# Sounder service Seattle-Everett coming soon



## Superliner Diner (May 29, 2003)

From KOMO News (TV Channel 4, Radio 1000 in Seattle), 5/28/03:



> EVERETT - Commuters between Everett and Seattle may soon be able to put the brakes on traffic congestion.
> Some commuter relief is coming down the track and Sound Transit is hoping commuters from Snohomish County to Thurston County will get on board.


The entire story is here.


----------



## Superliner Diner (May 29, 2003)

From Seattle _Post-Intellligencer_. 5/29/03:



> For the first time in 60 years, a commuter train will be running daily between Everett and Seattle beginning later this year, under an agreement announced yesterday between Sound Transit and the Burlington Northern Santa Fe Railroad.


The entire story is here.


----------



## gswager (May 29, 2003)

It's about time to start the northern Sounder system! I hope the liberals are learning about it that it provides a biggest advantage to commuters.

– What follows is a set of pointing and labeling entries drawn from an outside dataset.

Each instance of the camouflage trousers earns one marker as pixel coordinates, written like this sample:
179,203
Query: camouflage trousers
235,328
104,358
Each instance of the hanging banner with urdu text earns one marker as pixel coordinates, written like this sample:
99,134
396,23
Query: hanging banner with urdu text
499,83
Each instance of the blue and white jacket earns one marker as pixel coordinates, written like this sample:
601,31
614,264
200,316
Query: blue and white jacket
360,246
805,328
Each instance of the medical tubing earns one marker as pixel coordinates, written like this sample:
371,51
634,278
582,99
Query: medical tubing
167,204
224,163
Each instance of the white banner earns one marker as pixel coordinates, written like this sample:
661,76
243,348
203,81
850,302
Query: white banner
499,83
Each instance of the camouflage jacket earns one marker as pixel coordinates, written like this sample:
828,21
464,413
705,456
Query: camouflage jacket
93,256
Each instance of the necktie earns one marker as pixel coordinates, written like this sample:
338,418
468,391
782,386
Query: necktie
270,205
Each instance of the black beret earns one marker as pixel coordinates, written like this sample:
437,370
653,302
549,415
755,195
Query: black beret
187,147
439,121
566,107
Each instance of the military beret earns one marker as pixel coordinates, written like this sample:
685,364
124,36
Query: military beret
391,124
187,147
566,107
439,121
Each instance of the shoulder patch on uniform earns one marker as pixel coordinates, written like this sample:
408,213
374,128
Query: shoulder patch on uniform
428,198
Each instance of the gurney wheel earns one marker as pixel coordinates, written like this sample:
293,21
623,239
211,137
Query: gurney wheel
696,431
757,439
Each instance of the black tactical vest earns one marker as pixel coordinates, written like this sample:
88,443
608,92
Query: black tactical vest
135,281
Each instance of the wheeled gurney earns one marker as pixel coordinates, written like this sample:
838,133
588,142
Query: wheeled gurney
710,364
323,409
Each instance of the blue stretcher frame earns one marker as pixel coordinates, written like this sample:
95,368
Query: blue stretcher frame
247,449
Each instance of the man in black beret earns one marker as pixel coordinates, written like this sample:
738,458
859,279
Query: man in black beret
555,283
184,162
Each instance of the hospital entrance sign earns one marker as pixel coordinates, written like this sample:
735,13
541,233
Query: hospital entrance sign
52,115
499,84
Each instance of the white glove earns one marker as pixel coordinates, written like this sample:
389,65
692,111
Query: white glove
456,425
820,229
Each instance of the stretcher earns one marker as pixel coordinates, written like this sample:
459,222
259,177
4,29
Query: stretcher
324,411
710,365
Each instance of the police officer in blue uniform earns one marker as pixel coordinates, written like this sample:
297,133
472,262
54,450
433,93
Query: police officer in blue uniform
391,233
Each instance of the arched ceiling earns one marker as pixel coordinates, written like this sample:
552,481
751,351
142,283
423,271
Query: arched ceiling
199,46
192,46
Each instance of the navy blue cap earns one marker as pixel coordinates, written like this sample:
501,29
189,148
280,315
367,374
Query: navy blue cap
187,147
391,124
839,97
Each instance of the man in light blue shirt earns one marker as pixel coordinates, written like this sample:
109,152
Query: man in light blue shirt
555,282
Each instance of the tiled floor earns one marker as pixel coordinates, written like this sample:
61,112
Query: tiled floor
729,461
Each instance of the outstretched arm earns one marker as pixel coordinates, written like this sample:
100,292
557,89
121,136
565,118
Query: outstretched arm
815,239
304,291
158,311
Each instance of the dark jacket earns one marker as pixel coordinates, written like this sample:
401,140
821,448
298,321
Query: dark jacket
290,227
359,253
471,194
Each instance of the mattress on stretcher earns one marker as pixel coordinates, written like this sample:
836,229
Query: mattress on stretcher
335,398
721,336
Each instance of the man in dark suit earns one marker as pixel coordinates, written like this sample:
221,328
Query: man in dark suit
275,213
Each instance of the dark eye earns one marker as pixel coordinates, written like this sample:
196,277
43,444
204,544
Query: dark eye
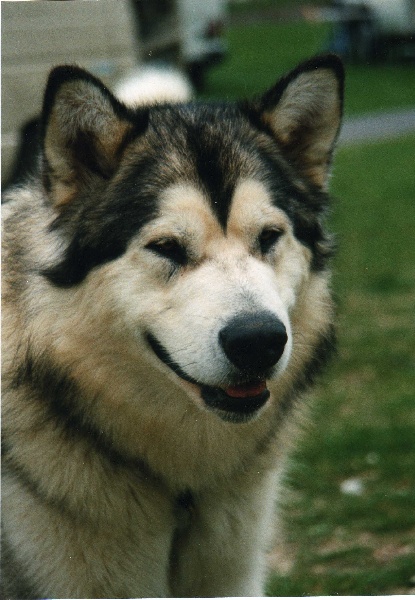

Sad news to VRE- it's time to give up the leased Sounder trains back to Seattle.


----------



## battalion51 (May 31, 2003)

Well chances are that VRe will either find more equiment to lease from GO, Metrolink, or even Tri-Rail, or they may buy some Bombardier coaches of their own, it's hard to tell what they will do.


----------



## Allen Dee (Jun 1, 2003)

The June issue of Trains Magazine features an article about Metrolink purchasing 3 F40PHs from Amtrak. The photo in the article shows what appears to me to be a CalTrain gallery car sitting in Taylor Yard in Los Angeles.

Does anyone know what this car is doing there?

If Metrolink is leasing equipment from CalTrain, then it is highly unlikely that Metrolink would lease any of their equipment to VRE to replace the cars being returned to Sounder.


----------



## amtrakadirondack (Jun 2, 2003)

Good thing to know, because I'll be moving to Seattle in about a month, thanks!


----------